Running Jobs on the WestGrid Glacier Cluster

Introduction

Please see the Running Jobs page for a general introduction to the batch queuing and scheduling system used at WestGrid sites. Additional site-specific information for the Glacier system is given below.

File Systems and Storage

Storage space is provided through IBM's General Parallel File System (GPFS) - a high-performance shared-disk file system that can provide fast data access from all nodes in a cluster. A Storage Area Network (SAN) comprised of almost 14 TB of disk space is connected directly to 4 storage nodes (moraine1,...,moraine4) that fulfill I/O requests from all nodes in the cluster.

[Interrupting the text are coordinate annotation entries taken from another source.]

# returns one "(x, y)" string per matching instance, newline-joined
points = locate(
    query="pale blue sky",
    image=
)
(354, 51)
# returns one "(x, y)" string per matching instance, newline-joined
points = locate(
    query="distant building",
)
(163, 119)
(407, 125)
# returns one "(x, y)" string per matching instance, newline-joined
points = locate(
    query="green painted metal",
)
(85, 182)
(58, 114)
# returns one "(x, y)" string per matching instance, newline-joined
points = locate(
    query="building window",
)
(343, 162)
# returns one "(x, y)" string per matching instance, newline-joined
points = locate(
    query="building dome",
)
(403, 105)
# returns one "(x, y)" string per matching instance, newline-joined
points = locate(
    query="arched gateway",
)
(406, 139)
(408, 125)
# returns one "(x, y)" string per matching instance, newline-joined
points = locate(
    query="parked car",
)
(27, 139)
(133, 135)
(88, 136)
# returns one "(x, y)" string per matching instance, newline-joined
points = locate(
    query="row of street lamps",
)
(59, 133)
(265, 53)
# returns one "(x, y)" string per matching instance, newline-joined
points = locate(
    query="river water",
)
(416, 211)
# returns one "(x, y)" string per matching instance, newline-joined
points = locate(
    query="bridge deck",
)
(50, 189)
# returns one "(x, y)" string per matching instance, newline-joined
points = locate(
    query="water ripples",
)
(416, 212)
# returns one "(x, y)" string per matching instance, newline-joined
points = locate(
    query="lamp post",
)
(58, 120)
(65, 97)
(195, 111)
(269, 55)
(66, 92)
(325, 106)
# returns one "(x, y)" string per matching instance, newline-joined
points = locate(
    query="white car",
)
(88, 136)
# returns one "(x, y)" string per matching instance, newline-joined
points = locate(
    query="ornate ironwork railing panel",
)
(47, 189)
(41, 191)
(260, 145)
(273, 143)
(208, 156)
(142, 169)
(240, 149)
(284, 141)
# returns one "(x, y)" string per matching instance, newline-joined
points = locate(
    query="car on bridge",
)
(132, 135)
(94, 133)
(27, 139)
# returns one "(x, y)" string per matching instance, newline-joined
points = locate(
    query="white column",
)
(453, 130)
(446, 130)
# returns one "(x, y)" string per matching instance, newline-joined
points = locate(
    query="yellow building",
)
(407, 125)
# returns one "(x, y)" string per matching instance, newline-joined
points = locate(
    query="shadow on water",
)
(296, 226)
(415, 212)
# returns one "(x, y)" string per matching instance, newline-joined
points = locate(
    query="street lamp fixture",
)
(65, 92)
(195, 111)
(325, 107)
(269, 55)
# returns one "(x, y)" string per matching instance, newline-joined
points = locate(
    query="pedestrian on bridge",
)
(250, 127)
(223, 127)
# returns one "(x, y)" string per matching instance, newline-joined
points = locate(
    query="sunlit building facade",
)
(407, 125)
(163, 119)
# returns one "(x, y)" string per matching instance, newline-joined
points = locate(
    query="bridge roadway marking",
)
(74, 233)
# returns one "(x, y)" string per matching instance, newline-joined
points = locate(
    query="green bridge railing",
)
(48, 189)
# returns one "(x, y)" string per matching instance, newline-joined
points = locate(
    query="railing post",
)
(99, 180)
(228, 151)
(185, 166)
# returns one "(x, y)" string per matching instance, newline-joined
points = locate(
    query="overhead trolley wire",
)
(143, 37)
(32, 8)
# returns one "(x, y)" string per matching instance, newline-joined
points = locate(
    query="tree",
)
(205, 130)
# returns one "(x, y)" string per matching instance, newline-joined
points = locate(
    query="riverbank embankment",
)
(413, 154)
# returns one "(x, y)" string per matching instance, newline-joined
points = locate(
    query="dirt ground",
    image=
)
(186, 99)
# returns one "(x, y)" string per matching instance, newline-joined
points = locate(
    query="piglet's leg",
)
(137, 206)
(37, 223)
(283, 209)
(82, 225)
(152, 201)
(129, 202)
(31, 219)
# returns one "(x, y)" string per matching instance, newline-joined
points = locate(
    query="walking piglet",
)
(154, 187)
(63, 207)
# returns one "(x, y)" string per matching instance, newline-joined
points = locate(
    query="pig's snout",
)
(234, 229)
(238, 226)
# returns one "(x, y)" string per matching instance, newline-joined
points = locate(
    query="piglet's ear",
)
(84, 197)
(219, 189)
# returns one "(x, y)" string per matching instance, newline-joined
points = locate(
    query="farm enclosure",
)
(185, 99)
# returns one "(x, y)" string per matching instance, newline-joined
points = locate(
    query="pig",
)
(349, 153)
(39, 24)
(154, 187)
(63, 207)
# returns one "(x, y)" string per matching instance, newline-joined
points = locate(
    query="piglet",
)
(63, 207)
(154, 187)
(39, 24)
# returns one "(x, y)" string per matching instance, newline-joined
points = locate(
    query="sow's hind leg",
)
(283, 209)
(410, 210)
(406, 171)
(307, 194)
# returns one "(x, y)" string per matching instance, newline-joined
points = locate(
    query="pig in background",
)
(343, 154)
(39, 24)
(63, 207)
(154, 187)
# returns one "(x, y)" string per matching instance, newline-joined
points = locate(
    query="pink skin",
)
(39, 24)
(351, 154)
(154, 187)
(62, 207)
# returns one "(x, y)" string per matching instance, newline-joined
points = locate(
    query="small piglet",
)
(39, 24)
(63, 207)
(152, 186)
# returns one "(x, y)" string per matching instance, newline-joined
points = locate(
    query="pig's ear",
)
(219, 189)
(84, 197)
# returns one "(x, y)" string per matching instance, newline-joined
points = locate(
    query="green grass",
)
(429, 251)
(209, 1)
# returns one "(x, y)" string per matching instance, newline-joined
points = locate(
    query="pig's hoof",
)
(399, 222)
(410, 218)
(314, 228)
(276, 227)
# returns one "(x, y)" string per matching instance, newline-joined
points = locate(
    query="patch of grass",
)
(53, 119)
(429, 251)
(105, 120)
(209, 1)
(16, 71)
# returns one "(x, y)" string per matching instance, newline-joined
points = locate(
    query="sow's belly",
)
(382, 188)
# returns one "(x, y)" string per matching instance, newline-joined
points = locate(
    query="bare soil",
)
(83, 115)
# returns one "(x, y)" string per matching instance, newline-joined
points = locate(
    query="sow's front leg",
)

There are two general access filesystems with different characteristics available on glacier.westgrid.ca:

  • /global/home

    /global/home/username is your $HOME directory.
    The disk space is limited, please use this FS to store your essential data (source code, processed and "small size file" results etc.)
    If your code creates a large data sets - Please do not use this FS as a starting directory of your jobs. Use /global/scratch instead.
    We backup the /global/home filesystem with 14 days expiration policy.
    Size:5.4TB.
  • /global/scratch

    FS designed for fast changing "large data sets", and work area
    Please create directory of your choice (cd /global/scratch ; mkdir username ) and use it as a starting directory of your jobs.
    We do not backup this FS.
    Size:8.6T.

In addition each compute node has ~ 18 GB /scratch partition.

For long term storage of your files,  please move them out of /global/home or /global/scratch to the WestGrid storage facility or your own system. The gcp (/usr/apps/bin/gcp) command can be used to efficiently transfer files to the storage facility. See the Gridstore QuickStart Guide for more information.

Batch Jobs and Usage Guidelines

As described on the main Running Jobs page, batch jobs should be submitted with qsub and deleted with qdel.  However, due to the large number of jobs that are active or queued on the Glacier cluster at any one time, you may prefer to monitor jobs with the site-specific qsort command, instead of qstat or showq (which are typically used on other WestGrid systems).  Unlike qstat and showq, which require a -u <username> option to restrict the output to show just information about your jobs, qsort defaults to that.  Type qsort -h for information about qsort options.

Sample jobs scripts are available on the Glacier Programming page.

Some points to keep in mind when submitting jobs on Glacier:

  • As noted above, jobs that produce significant output should be started from your subdirectory under /global_scratch and not from your home directory.
  • The maximum walltime limit is 240 hours.
  • There is no specific limit to the maximum number of processors that can be used for a given job, but, waiting times will increase as the number of requested processors is increased.
  • There are two processors on each node so that maximum processors per node (ppn) is 2. See the main Running Jobs page for more information about how to specify ppn.
  • The majority of the Glacier compute nodes have 2 GB of physical RAM, while about 10% have 4 GB.

Interactive Sessions

Limited interactive work can be done on the Glacier login node. For more extended interactive sessions for debugging or visualizaiton, submit an "interactive batch job", as described on the main Running Jobs page, with a command like:

qsub -I -l walltime=00:30:00

There are two compute nodes specifically reserved for short debugging runs, with a maximum walltime limit of 10 minutes. These are usually available without a long wait.  To request one of these nodes, add -W x="QOS:debug" to the qsub command line:

qsub -I -l walltime=00:10:00 -W x="QOS:debug"

 


Updated 2009-02-18.